C’est dans ce cadre que l’Etat du Sénégal consacre, annuellement, plus du tiers (1/3) du budget national sur cette portion du territoire national, qui ne représente, pourtant, que 0, 26% de la superficie totale du pays.

Par ailleurs, l’interventionnisme, quasi permanent, des autorités administratives déconcentrées, dans les opérations de restructuration, de déguerpissement ou de rénovation urbaine, prouve que, les modalités de transfert des compétences, de l’Etat central vers les agglomérations du grand Dakar, demeurent floues et suscitent, de plus en plus, de nombreuses interrogations parmi les experts.

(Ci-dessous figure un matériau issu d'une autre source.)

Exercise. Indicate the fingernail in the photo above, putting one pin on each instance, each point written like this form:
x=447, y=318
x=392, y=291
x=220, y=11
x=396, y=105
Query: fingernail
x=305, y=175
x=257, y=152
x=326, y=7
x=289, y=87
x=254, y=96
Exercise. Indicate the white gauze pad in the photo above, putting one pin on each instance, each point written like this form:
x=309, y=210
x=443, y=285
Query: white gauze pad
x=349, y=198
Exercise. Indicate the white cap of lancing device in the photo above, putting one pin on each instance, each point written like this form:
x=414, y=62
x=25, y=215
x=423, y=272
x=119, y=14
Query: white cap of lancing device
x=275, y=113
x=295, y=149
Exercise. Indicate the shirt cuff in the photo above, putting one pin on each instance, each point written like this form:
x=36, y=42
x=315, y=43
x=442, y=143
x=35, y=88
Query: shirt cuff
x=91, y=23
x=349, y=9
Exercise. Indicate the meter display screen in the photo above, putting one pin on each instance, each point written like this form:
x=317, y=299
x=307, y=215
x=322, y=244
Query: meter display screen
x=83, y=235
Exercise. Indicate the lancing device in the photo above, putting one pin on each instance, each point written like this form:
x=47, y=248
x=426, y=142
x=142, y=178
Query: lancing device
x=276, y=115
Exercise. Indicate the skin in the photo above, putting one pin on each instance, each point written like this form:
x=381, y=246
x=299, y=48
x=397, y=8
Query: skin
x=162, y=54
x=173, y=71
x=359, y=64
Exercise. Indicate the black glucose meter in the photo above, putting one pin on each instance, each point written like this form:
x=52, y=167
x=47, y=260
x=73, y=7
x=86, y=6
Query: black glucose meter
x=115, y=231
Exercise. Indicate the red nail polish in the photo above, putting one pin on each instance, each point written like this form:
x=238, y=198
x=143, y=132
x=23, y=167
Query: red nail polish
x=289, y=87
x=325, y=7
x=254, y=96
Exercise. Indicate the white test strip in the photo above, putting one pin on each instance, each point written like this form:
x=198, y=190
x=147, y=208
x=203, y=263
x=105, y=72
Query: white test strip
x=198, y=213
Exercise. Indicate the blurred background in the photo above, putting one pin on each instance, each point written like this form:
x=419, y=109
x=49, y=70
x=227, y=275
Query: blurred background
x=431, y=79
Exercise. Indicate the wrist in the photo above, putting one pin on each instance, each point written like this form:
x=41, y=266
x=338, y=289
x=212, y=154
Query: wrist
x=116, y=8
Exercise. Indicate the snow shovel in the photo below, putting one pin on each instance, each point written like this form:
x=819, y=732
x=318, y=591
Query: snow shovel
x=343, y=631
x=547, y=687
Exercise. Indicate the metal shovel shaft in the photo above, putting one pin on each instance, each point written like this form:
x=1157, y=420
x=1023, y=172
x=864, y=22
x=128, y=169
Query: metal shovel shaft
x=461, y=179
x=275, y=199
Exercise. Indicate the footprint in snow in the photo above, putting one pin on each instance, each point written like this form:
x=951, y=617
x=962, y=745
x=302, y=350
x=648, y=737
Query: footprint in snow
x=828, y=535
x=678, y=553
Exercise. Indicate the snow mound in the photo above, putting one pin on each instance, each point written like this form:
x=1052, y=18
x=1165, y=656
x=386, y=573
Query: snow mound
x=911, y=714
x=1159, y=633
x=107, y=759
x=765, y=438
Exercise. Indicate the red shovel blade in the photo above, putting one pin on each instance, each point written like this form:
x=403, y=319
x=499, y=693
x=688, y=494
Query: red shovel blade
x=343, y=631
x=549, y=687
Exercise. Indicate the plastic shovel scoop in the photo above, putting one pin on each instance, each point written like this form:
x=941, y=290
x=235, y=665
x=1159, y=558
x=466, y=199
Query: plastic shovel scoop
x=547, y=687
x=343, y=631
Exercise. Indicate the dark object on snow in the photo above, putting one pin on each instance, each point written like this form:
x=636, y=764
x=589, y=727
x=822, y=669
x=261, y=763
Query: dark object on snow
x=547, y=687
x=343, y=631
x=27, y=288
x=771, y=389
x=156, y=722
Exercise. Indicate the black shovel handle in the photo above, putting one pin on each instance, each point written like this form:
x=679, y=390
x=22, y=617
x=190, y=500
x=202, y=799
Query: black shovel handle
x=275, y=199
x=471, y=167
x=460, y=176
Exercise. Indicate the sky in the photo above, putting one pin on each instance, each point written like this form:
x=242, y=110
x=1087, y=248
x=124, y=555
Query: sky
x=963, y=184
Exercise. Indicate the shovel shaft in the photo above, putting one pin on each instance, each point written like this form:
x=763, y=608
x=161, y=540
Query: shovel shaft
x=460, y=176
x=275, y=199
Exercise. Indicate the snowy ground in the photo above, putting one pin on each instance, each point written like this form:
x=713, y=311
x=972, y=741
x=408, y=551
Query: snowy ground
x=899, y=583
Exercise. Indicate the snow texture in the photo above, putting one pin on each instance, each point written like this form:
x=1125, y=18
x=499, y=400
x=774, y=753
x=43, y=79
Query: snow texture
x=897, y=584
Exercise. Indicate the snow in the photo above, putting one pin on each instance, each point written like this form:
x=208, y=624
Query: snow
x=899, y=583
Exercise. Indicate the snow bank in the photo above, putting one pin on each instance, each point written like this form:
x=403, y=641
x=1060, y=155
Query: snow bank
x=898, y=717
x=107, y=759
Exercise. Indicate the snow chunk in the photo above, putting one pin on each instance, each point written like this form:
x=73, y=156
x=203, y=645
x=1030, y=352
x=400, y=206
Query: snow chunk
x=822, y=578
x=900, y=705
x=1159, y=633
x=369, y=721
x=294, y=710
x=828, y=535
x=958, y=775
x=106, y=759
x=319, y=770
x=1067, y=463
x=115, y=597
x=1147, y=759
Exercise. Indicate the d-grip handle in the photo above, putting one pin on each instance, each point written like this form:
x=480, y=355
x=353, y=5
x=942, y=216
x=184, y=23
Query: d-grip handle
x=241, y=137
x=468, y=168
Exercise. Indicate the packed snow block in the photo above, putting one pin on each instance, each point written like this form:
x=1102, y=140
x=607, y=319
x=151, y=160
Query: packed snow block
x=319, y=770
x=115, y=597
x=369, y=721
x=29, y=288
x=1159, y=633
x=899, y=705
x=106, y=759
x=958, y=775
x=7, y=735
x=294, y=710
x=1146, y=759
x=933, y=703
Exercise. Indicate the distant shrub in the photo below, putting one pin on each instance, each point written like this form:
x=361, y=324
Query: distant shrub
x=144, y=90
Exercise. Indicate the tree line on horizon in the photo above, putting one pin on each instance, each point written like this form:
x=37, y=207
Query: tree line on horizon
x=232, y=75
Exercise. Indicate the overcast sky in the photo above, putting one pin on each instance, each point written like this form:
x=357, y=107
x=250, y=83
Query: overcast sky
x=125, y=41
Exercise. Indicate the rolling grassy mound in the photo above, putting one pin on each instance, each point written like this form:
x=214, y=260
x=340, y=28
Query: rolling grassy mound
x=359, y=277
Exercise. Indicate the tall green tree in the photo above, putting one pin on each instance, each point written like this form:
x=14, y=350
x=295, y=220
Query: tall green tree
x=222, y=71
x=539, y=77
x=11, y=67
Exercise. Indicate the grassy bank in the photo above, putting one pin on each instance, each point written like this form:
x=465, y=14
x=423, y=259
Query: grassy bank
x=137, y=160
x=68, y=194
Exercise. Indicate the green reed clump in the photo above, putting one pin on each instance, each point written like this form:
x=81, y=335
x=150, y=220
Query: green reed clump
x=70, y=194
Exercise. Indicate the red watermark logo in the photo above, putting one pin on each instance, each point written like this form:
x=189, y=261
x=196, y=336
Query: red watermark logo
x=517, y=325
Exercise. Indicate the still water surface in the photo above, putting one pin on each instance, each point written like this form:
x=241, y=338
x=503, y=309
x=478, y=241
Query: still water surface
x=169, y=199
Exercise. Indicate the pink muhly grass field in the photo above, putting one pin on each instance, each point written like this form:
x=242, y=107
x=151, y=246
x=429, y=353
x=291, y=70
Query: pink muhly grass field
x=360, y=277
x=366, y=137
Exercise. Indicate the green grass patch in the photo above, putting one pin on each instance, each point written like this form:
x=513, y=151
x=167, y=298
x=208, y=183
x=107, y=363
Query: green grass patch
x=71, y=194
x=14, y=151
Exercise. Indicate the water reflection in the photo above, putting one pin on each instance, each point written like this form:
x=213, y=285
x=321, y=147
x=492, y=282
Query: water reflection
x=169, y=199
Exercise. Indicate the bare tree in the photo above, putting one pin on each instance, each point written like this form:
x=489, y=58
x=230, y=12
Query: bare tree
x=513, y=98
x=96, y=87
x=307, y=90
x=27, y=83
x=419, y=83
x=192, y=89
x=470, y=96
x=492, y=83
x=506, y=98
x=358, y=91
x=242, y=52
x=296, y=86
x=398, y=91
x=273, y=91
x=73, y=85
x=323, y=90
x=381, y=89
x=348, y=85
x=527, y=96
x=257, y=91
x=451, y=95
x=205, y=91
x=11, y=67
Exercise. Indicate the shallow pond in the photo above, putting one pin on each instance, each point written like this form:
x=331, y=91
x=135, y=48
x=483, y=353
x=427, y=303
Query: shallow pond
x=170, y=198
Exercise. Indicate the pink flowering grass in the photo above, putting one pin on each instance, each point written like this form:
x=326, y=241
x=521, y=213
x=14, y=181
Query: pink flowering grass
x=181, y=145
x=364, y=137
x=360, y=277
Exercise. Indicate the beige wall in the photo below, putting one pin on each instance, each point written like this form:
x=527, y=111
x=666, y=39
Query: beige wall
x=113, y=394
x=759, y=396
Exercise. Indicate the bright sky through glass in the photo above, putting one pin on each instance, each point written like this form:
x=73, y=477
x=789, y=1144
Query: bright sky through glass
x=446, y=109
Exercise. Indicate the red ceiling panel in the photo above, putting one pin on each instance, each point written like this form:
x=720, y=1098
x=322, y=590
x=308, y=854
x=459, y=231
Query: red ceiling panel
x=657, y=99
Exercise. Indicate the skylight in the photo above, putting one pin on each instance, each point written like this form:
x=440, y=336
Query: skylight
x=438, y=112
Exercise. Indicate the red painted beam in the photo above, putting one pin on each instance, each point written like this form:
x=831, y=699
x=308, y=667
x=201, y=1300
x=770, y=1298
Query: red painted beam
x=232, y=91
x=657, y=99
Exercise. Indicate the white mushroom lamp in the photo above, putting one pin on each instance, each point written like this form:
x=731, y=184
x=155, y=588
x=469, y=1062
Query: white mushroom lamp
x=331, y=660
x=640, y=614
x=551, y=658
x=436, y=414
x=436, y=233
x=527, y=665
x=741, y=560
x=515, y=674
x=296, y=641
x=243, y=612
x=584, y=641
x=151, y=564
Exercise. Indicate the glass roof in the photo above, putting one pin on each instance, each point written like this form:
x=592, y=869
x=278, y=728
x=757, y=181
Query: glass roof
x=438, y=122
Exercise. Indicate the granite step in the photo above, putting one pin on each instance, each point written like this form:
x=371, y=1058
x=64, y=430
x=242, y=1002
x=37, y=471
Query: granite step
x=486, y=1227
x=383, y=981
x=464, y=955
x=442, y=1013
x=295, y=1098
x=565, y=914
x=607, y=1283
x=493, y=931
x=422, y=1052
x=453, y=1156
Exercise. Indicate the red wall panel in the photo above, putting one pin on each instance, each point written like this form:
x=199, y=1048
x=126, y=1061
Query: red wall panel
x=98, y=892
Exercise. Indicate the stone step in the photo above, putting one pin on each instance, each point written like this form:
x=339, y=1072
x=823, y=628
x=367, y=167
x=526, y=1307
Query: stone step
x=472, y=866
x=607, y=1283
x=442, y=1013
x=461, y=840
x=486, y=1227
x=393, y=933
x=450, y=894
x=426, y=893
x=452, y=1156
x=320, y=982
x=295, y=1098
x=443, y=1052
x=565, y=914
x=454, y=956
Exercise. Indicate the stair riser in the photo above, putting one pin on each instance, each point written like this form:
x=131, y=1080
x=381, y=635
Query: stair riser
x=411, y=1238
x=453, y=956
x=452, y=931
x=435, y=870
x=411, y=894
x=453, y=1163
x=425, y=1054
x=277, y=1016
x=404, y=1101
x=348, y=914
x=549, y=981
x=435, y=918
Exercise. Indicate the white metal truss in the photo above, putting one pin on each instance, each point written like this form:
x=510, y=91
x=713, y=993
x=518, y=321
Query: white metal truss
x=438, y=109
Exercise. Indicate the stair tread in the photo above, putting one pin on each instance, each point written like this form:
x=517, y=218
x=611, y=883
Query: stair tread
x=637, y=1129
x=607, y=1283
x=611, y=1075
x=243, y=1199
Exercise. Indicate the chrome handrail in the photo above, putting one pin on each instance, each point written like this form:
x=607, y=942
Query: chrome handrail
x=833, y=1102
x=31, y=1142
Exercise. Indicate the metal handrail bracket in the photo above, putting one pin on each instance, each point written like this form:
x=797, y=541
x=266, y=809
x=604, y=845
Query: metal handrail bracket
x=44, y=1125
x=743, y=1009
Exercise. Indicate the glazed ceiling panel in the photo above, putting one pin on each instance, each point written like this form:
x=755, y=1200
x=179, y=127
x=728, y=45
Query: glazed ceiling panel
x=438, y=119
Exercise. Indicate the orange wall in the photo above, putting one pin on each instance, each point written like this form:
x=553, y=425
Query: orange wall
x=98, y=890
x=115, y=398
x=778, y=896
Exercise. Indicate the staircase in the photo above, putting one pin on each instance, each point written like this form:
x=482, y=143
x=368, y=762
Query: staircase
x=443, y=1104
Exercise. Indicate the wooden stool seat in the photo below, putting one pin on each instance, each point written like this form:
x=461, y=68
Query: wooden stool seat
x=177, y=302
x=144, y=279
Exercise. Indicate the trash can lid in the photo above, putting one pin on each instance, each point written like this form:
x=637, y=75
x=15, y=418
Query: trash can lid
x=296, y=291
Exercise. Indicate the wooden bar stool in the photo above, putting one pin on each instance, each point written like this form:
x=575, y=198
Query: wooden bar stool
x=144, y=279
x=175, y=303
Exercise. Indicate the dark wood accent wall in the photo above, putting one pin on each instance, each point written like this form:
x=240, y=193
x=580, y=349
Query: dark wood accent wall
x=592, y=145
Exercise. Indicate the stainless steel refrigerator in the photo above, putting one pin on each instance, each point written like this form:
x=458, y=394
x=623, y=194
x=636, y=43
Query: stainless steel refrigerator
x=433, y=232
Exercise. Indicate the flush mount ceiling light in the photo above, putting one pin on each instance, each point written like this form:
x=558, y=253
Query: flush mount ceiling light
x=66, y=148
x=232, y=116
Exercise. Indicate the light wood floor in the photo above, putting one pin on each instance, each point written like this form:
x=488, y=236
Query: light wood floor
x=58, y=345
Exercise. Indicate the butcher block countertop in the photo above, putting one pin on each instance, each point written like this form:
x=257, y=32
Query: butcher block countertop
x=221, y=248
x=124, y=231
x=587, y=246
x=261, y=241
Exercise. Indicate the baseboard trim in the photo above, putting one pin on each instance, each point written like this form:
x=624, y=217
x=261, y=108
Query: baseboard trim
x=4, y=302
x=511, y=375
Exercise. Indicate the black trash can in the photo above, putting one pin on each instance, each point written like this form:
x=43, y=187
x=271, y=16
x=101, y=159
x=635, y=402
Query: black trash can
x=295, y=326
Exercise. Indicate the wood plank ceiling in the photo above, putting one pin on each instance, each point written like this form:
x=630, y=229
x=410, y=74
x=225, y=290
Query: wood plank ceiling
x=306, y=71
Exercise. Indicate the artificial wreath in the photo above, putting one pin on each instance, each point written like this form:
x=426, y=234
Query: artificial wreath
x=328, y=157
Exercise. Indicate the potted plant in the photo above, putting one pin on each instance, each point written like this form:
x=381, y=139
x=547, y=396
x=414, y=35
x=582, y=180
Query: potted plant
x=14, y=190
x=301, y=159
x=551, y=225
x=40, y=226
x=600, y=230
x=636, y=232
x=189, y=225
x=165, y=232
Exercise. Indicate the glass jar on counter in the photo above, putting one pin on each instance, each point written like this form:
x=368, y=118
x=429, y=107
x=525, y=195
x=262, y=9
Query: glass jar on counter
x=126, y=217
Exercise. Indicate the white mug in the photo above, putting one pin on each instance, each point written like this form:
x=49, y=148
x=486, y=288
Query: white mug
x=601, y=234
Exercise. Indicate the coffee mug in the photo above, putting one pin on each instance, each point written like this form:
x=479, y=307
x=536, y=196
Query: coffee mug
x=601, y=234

À ces éléments s’ajoute l’état des lieux, très souvent catastrophique, des relations entre Maires de la capitale et Chefs d’Etat, en Afrique, où les cités sont en chantier, semble, plaider, pour une révision de fond du mode de désignation du chef de l’exécutif local dans la capitale.

A titre illustratif :

Le 14 septembre 2020, Maire de Libreville depuis 19 mois, Léandre Nzué, 63 ans, cadre du Parti démocratique gabonais (PDG) est poursuivi pour détournement des fonds publics et blanchiment des capitaux. Il risque une peine de prison ferme.

En 2017, Khalifa Sall, maire de la capitale du Sénégal depuis 2009, a été inculpé et écroué pour détournement de deniers publics et blanchiment de capitaux…

En Juin 2015 au Burkina Faso, l’ancien maire de la capitale est arrêté pour malversations financières.

Andry Rajoelina, Maire de la capitale malgache, leader du soulèvement populaire contre le régime de Marc Ravalomanan, est porté au pouvoir en mars 2009, après un coup de pouce d’une partie de l’armée.

Au Sénégal, on constate bien une volonté affichée, au plus haut niveau de l’état, de renforcer les pouvoirs des Villes et Communes et de les doter de capacités décisionnelles et de moyens d’action leur permettant d’intervenir efficacement dans la conception et la mise en œuvre de programmes et projets à l’échelle locale.

Cependant, dans un contexte de détérioration des conditions de vie et de crise de confiance envers la classe politique, il est inopportun de continuer à se focaliser sur la démocratie locale, au détriment du renforcement de l’Etat et au grand désavantage des populations.

Lorsque l’Etat investit un 1/3 de son budget sur une portion du territoire national, il devient difficilement concevable que l’autorité locale, de cette partie du territoire, soit en conflit, larvé ou ouvert, avec ceux qui incarnent, la mouvance de l’exécutif national.

Les acteurs politiques doivent engager un débat de fond, afin de parvenir à un nouveau compromis autour d’une réforme, visant à faire du grand Dakar, une métropole, en offrant à nos grandes agglomérations un nouveau cadre institutionnel plus adapté.

La date du 10 Octobre 2020, première édition de la journée de la décentralisation, devrait être l’occasion pour la Présidence de la République, le HCCT, l’Assemblée Nationale et le gouvernement de lancer une série de consultations, réunissant élus locaux, organisations de la société civile, hauts fonctionnaires, responsables politiques et syndicaux, sur les modalités de désignation d’une autorité chargée de conduire les destinées de la métropole du Grand Dakar, qui s’étend du Cap Manuel à Diamniadio, afin de lui conférer une identité et un rayonnement internationaux.